On 20 December 2010 13:59, Mark Rogers mark@quarella.co.uk wrote:
I've installed RT to be used for managing incoming support emails. Having got it installed and "working" I'm finding it very hard to work out what to do next in terms of actually using it. (Eg I created myself a user, but can't see how to let that user see incoming emails, although I can see them fine logged in as root.)
Are there any good guides to using RT around? Google has let me down so far, and the RT wiki seems a bit to broad to get me started.
Where I need to get to pretty quickly is having a number of users, any of whom can take a ticket and work with it, or allocate it to another user where necessary. I also need to manage the email process (I have one particular client I want to push in this direction, but to do that I need to make sure they don't get most of the automated emails otherwise they'll be swamped as they send us probably 200 emails a week that will become separate tickets once I get this working).

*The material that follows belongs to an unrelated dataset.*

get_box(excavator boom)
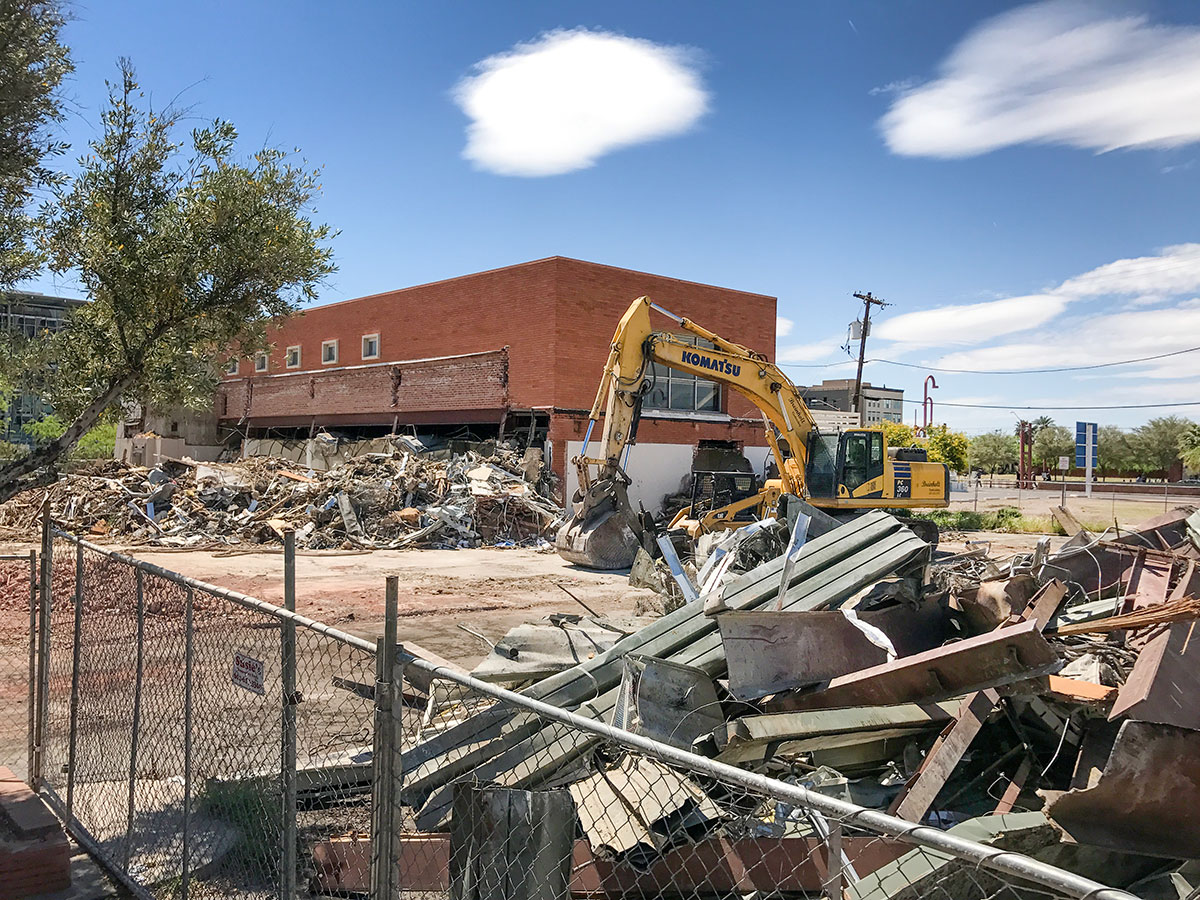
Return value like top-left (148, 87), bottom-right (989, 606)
top-left (556, 296), bottom-right (949, 569)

We use Spiceworks at work. http://www.spiceworks.com/ It offers a helpdesk system which does hook into email, we use a generic helpdesk@ mailbox but the system forwards new tickets to our own addresses if we want it to - Spiceworks also offers a "user portal" so the user can log in to that to view their currently open tickets on a web-based system which sounds better for your high-volume client. The system allows allocating tickets to particular people etc. It also allows closing/updating of tickets directly from the automated email system, e.g. I can reply to an email with #close and a message which will close the ticket and push a message back to the user through the helpdesk@ mailbox. In Spiceworks you can also allocate time spent on each ticket and thus money charged in the latest version. It's got a good purchase tracking system also if you need to buy something to complete a particular ticket.
And it's open source!! Maybe it's more what you're looking for - maybe not. Just my 2p.